We'd love for you to contribute to ft_utils! To ensure that our codebase remains maintainable and efficient, we follow some simple guidelines. Please take a look at our CONTRIBUTING.md document for more information.
In addition to these guidelines, we have a few extra rules to keep in mind:
- Language: We use C11 and Python as our only programming languages. Build scripts can be in other languages.
- Cross-Platform Compatibility: Our code must compile on Windows, Linux, and Mac(arm).
- GIL and Free Threaded Python: All functionality should work seamlessly on both GIL and Free Threaded Python, although results may vary slightly between the two environments.
- Unit Tests: Every feature must have at least one unit test to ensure it works correctly.
- Benchmarks: It is best practice to write benchmarks for all new features to further test and to drive our aim of high performance.
See to documentation.
At the time of writing ft_utils is a source only distribution. You will need to build the wheel yourself.

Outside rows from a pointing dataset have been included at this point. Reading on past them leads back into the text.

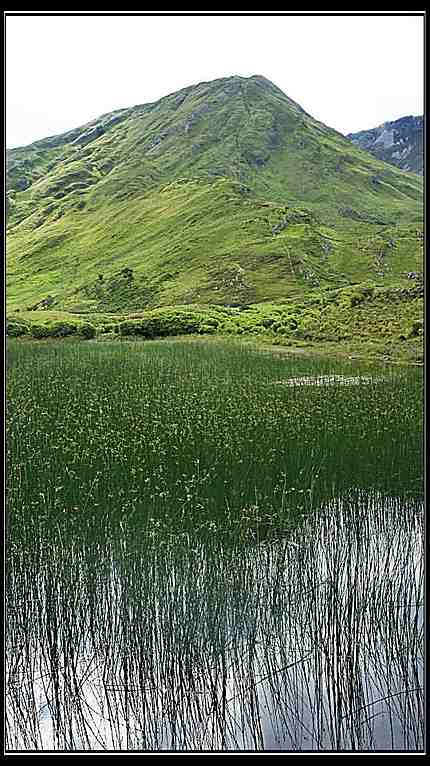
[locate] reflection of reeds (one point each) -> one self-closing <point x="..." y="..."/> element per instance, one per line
<point x="309" y="641"/>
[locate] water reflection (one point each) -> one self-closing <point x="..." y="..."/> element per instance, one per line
<point x="309" y="642"/>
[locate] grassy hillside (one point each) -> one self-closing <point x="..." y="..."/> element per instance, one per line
<point x="222" y="193"/>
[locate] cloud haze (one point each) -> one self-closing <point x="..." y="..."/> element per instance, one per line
<point x="350" y="72"/>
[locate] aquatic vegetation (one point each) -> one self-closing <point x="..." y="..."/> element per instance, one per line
<point x="199" y="557"/>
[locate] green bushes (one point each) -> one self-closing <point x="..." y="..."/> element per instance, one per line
<point x="16" y="329"/>
<point x="162" y="324"/>
<point x="87" y="331"/>
<point x="58" y="329"/>
<point x="54" y="330"/>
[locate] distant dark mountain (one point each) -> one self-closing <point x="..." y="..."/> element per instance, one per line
<point x="225" y="192"/>
<point x="400" y="143"/>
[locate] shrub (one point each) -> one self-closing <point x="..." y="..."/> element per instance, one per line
<point x="16" y="329"/>
<point x="169" y="323"/>
<point x="87" y="330"/>
<point x="54" y="330"/>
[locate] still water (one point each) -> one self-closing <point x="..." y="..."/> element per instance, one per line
<point x="310" y="639"/>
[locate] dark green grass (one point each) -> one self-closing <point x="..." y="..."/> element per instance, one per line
<point x="198" y="435"/>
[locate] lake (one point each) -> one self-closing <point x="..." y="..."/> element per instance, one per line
<point x="212" y="548"/>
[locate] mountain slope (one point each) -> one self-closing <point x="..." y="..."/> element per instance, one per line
<point x="222" y="192"/>
<point x="399" y="142"/>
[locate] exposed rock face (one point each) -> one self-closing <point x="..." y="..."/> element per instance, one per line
<point x="400" y="143"/>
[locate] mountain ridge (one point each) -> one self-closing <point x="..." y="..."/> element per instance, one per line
<point x="222" y="192"/>
<point x="399" y="142"/>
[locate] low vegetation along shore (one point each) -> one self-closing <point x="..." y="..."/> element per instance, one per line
<point x="367" y="320"/>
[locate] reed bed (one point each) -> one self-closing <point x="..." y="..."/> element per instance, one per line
<point x="199" y="559"/>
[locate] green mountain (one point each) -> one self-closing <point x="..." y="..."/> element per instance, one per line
<point x="225" y="192"/>
<point x="399" y="142"/>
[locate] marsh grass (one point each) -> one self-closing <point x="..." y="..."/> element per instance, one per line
<point x="199" y="559"/>
<point x="311" y="641"/>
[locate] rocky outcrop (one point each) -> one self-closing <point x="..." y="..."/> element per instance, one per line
<point x="400" y="143"/>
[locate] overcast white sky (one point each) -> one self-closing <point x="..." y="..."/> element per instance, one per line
<point x="351" y="72"/>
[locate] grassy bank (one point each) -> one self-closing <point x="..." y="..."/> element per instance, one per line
<point x="362" y="320"/>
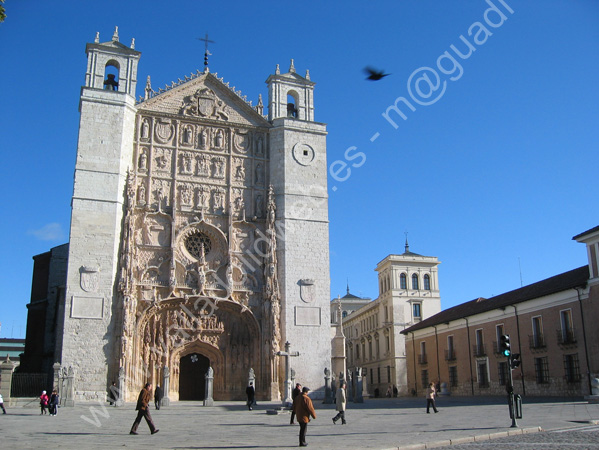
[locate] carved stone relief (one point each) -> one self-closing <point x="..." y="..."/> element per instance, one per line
<point x="164" y="131"/>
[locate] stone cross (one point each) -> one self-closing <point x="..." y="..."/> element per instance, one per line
<point x="286" y="354"/>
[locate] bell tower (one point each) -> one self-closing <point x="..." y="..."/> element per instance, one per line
<point x="104" y="156"/>
<point x="298" y="173"/>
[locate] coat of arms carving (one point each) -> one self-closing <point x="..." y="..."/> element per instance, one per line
<point x="90" y="278"/>
<point x="307" y="290"/>
<point x="204" y="103"/>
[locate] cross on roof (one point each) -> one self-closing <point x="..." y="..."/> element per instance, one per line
<point x="206" y="40"/>
<point x="206" y="52"/>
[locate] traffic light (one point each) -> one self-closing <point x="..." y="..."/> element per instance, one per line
<point x="515" y="360"/>
<point x="505" y="345"/>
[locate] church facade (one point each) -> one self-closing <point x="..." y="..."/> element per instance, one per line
<point x="195" y="240"/>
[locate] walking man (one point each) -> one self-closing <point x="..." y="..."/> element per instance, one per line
<point x="145" y="396"/>
<point x="251" y="394"/>
<point x="158" y="394"/>
<point x="431" y="393"/>
<point x="303" y="408"/>
<point x="340" y="402"/>
<point x="296" y="391"/>
<point x="44" y="402"/>
<point x="2" y="404"/>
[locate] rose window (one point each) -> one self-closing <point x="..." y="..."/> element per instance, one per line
<point x="195" y="242"/>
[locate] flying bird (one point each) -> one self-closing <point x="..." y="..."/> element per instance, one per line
<point x="374" y="74"/>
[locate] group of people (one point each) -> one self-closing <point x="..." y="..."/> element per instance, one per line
<point x="48" y="405"/>
<point x="302" y="407"/>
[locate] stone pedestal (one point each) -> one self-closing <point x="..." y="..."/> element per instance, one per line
<point x="56" y="378"/>
<point x="444" y="389"/>
<point x="6" y="369"/>
<point x="359" y="397"/>
<point x="67" y="378"/>
<point x="350" y="387"/>
<point x="327" y="387"/>
<point x="209" y="401"/>
<point x="166" y="385"/>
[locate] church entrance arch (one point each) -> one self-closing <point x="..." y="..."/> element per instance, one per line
<point x="192" y="373"/>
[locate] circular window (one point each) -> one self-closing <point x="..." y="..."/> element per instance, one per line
<point x="195" y="242"/>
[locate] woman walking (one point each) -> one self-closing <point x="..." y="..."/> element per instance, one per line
<point x="431" y="393"/>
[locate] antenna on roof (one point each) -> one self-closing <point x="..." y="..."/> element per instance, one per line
<point x="520" y="267"/>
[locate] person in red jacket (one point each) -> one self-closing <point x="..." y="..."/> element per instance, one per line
<point x="44" y="402"/>
<point x="303" y="409"/>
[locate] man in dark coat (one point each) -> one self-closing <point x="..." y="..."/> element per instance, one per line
<point x="158" y="394"/>
<point x="251" y="393"/>
<point x="296" y="391"/>
<point x="303" y="408"/>
<point x="145" y="397"/>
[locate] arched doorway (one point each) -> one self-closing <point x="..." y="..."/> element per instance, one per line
<point x="192" y="372"/>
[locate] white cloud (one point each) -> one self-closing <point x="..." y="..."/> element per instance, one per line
<point x="50" y="232"/>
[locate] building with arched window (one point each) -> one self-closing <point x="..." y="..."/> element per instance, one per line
<point x="373" y="332"/>
<point x="551" y="328"/>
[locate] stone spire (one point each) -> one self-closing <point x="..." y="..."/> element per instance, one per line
<point x="260" y="105"/>
<point x="148" y="89"/>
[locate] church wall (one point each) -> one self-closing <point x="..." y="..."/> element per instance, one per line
<point x="298" y="174"/>
<point x="104" y="155"/>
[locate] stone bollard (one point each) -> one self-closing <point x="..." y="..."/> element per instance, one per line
<point x="166" y="386"/>
<point x="350" y="387"/>
<point x="327" y="386"/>
<point x="359" y="398"/>
<point x="6" y="369"/>
<point x="208" y="400"/>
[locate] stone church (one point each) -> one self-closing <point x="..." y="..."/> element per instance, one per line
<point x="199" y="236"/>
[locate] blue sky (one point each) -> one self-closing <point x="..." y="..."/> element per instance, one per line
<point x="492" y="172"/>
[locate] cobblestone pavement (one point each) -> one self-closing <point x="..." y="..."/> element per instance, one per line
<point x="380" y="424"/>
<point x="577" y="439"/>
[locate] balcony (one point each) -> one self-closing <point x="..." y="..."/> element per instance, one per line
<point x="566" y="337"/>
<point x="536" y="342"/>
<point x="479" y="350"/>
<point x="450" y="355"/>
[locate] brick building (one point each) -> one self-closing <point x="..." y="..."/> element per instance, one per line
<point x="551" y="324"/>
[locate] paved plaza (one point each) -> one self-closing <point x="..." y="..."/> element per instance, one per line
<point x="396" y="423"/>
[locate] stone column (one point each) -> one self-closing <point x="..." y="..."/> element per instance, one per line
<point x="68" y="394"/>
<point x="120" y="401"/>
<point x="208" y="400"/>
<point x="359" y="398"/>
<point x="56" y="380"/>
<point x="327" y="386"/>
<point x="166" y="386"/>
<point x="6" y="370"/>
<point x="350" y="387"/>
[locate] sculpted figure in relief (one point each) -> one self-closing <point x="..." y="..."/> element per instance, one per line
<point x="219" y="167"/>
<point x="204" y="165"/>
<point x="143" y="161"/>
<point x="259" y="174"/>
<point x="218" y="140"/>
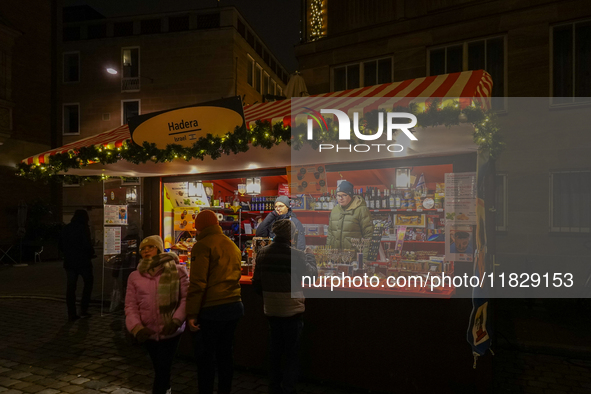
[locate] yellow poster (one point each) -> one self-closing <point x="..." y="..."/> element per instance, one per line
<point x="184" y="219"/>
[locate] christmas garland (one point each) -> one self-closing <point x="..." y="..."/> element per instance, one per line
<point x="263" y="134"/>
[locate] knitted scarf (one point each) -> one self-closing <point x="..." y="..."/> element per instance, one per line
<point x="168" y="286"/>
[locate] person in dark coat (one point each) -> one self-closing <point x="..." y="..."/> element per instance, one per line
<point x="278" y="278"/>
<point x="282" y="211"/>
<point x="78" y="253"/>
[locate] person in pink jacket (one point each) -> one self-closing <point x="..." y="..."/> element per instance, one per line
<point x="155" y="307"/>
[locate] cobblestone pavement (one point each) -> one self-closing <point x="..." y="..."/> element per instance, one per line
<point x="41" y="353"/>
<point x="518" y="372"/>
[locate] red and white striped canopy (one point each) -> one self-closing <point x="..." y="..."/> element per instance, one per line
<point x="465" y="86"/>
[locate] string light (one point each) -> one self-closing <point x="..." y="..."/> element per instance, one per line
<point x="316" y="19"/>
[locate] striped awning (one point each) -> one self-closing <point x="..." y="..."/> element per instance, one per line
<point x="465" y="86"/>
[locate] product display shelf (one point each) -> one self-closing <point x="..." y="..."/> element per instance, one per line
<point x="413" y="242"/>
<point x="401" y="210"/>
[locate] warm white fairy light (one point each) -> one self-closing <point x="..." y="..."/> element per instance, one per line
<point x="316" y="19"/>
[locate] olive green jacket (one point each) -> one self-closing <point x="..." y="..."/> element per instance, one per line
<point x="353" y="221"/>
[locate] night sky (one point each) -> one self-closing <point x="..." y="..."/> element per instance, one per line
<point x="277" y="22"/>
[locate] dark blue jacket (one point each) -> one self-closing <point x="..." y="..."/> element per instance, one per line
<point x="264" y="229"/>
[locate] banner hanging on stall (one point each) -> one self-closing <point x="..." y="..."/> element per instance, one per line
<point x="460" y="216"/>
<point x="184" y="126"/>
<point x="479" y="335"/>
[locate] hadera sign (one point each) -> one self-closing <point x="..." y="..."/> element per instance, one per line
<point x="345" y="130"/>
<point x="184" y="126"/>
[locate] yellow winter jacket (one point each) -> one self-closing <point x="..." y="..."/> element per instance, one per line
<point x="215" y="271"/>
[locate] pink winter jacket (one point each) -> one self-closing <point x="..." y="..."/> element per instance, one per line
<point x="141" y="305"/>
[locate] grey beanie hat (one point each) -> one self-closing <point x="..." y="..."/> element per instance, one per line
<point x="345" y="187"/>
<point x="284" y="200"/>
<point x="284" y="229"/>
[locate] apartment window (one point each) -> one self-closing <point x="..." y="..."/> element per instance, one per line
<point x="97" y="31"/>
<point x="121" y="29"/>
<point x="250" y="71"/>
<point x="150" y="26"/>
<point x="3" y="75"/>
<point x="367" y="73"/>
<point x="487" y="54"/>
<point x="265" y="83"/>
<point x="71" y="33"/>
<point x="241" y="28"/>
<point x="501" y="202"/>
<point x="72" y="67"/>
<point x="571" y="57"/>
<point x="178" y="23"/>
<point x="250" y="38"/>
<point x="130" y="79"/>
<point x="71" y="119"/>
<point x="257" y="78"/>
<point x="570" y="201"/>
<point x="259" y="48"/>
<point x="129" y="109"/>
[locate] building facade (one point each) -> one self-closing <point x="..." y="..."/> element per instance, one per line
<point x="537" y="49"/>
<point x="27" y="118"/>
<point x="116" y="68"/>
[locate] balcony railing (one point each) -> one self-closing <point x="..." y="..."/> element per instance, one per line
<point x="130" y="84"/>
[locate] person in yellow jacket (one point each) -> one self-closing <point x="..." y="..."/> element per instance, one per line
<point x="213" y="303"/>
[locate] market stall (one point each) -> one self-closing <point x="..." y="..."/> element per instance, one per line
<point x="393" y="337"/>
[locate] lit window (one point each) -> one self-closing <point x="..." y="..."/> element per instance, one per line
<point x="71" y="119"/>
<point x="257" y="78"/>
<point x="72" y="67"/>
<point x="250" y="71"/>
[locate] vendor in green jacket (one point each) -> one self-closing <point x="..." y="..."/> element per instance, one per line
<point x="349" y="219"/>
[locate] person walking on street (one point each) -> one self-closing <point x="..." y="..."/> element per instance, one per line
<point x="278" y="277"/>
<point x="282" y="211"/>
<point x="76" y="245"/>
<point x="155" y="307"/>
<point x="214" y="303"/>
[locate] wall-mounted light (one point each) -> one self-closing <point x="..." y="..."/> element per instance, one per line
<point x="402" y="178"/>
<point x="131" y="194"/>
<point x="253" y="186"/>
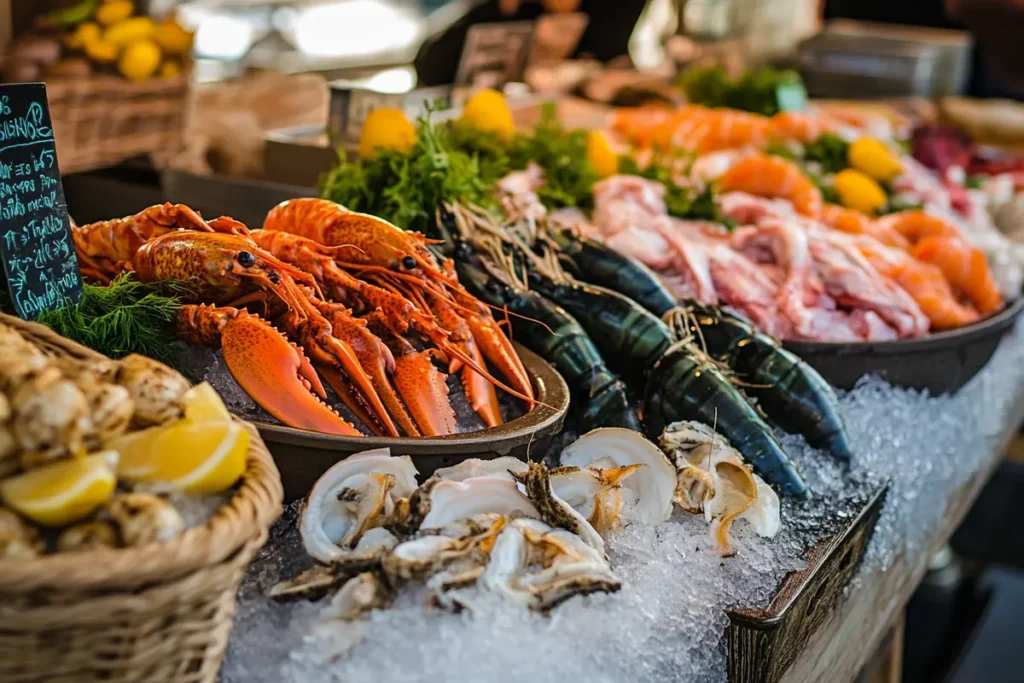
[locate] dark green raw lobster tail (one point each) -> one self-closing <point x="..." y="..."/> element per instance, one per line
<point x="601" y="265"/>
<point x="601" y="398"/>
<point x="629" y="337"/>
<point x="684" y="387"/>
<point x="788" y="390"/>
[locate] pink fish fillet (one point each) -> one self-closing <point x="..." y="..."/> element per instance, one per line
<point x="800" y="297"/>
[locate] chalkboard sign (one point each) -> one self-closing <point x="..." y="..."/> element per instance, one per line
<point x="35" y="232"/>
<point x="495" y="54"/>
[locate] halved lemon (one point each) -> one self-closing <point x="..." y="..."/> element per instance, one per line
<point x="65" y="492"/>
<point x="202" y="402"/>
<point x="199" y="458"/>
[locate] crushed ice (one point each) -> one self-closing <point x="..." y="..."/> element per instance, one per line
<point x="668" y="622"/>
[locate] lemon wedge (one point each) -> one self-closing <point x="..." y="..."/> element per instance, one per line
<point x="386" y="128"/>
<point x="200" y="458"/>
<point x="600" y="155"/>
<point x="202" y="402"/>
<point x="65" y="492"/>
<point x="488" y="111"/>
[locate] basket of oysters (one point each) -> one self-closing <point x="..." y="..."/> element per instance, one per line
<point x="130" y="504"/>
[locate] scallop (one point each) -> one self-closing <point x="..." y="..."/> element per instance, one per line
<point x="648" y="492"/>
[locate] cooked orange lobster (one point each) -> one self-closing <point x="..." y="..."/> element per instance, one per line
<point x="353" y="336"/>
<point x="400" y="261"/>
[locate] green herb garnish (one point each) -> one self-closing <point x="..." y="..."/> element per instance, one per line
<point x="128" y="316"/>
<point x="829" y="151"/>
<point x="756" y="91"/>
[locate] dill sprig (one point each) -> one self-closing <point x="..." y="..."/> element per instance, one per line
<point x="128" y="316"/>
<point x="406" y="188"/>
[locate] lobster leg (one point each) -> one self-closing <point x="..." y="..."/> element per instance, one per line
<point x="479" y="389"/>
<point x="271" y="370"/>
<point x="499" y="350"/>
<point x="377" y="363"/>
<point x="422" y="387"/>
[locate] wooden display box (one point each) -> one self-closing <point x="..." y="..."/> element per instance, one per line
<point x="762" y="643"/>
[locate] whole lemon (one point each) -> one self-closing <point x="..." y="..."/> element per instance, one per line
<point x="600" y="155"/>
<point x="139" y="60"/>
<point x="488" y="111"/>
<point x="871" y="157"/>
<point x="388" y="128"/>
<point x="858" y="190"/>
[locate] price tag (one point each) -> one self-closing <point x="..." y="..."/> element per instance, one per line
<point x="495" y="54"/>
<point x="36" y="245"/>
<point x="791" y="97"/>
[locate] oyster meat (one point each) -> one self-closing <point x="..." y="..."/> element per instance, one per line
<point x="452" y="501"/>
<point x="475" y="467"/>
<point x="594" y="494"/>
<point x="714" y="479"/>
<point x="352" y="497"/>
<point x="358" y="595"/>
<point x="648" y="492"/>
<point x="555" y="511"/>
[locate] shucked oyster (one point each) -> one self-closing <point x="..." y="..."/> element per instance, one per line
<point x="426" y="555"/>
<point x="358" y="595"/>
<point x="649" y="491"/>
<point x="367" y="556"/>
<point x="155" y="388"/>
<point x="554" y="510"/>
<point x="452" y="501"/>
<point x="594" y="494"/>
<point x="350" y="498"/>
<point x="475" y="467"/>
<point x="540" y="566"/>
<point x="713" y="478"/>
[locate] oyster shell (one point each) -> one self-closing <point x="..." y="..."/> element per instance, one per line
<point x="594" y="494"/>
<point x="648" y="493"/>
<point x="714" y="479"/>
<point x="155" y="388"/>
<point x="367" y="556"/>
<point x="554" y="510"/>
<point x="452" y="501"/>
<point x="540" y="566"/>
<point x="352" y="497"/>
<point x="358" y="595"/>
<point x="476" y="467"/>
<point x="421" y="557"/>
<point x="18" y="540"/>
<point x="51" y="418"/>
<point x="142" y="518"/>
<point x="88" y="536"/>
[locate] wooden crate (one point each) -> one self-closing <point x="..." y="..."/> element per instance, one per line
<point x="762" y="643"/>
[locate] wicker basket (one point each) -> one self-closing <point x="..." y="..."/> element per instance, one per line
<point x="159" y="612"/>
<point x="102" y="120"/>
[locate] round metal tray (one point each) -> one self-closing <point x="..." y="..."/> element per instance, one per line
<point x="302" y="456"/>
<point x="940" y="363"/>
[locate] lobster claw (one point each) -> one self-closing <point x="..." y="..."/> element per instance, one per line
<point x="278" y="376"/>
<point x="424" y="391"/>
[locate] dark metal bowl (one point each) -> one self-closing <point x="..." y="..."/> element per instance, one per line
<point x="941" y="363"/>
<point x="302" y="456"/>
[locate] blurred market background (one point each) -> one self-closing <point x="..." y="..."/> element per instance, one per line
<point x="240" y="103"/>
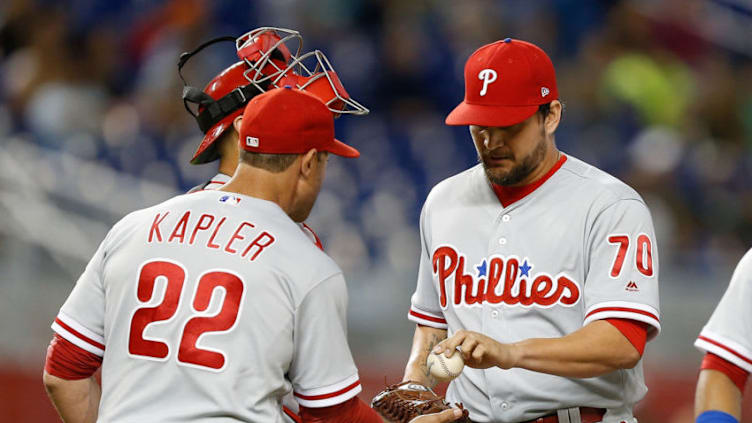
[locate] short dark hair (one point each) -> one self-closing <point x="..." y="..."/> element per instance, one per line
<point x="274" y="163"/>
<point x="545" y="109"/>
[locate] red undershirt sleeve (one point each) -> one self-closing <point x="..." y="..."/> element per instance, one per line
<point x="68" y="361"/>
<point x="351" y="411"/>
<point x="734" y="372"/>
<point x="636" y="332"/>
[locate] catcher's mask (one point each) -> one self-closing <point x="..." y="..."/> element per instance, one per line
<point x="266" y="63"/>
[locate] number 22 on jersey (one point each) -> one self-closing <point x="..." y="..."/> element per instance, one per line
<point x="198" y="324"/>
<point x="643" y="257"/>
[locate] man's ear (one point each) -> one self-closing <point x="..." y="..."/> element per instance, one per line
<point x="237" y="122"/>
<point x="309" y="162"/>
<point x="554" y="117"/>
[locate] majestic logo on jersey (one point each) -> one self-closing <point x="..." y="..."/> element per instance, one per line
<point x="488" y="76"/>
<point x="500" y="279"/>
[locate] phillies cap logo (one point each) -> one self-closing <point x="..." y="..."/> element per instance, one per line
<point x="251" y="141"/>
<point x="488" y="76"/>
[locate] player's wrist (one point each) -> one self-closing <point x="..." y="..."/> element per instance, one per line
<point x="716" y="416"/>
<point x="514" y="355"/>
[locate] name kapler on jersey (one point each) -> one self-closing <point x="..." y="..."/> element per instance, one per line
<point x="204" y="230"/>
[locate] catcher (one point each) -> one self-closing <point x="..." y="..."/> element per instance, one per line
<point x="172" y="361"/>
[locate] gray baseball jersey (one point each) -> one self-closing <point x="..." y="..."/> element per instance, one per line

You will need a source code version of CPython. To run for Free Threaded Python, at the time of writing, this means you will require CPython 3.13 and compile as 3.13t. This code will also compile under 3.12 but then you only get the GIL version.
Please ensure you are in a virtual environment. If you cannot, or do not wish to do this then you will need to coomment out the call to check_env() in setup.py.
Once you have everything in place, please execute setup.py as a python script:
python setup.py bdist_wheel
If this does not work due to networking then you might need use a proxy; for example:
https_proxy=http://fwdproxy:8080 python setup.py
The code in ft_utils is built and tested interally within Meta. At the time of writing there is no external CI.
However, once installed you can test the code via python -m ft_utils.tests.test_run_all
. This will not work if your current working directory is the ft_utils source director (due to name clash). This will run all the tests and benchmarks which are known good and report any failures.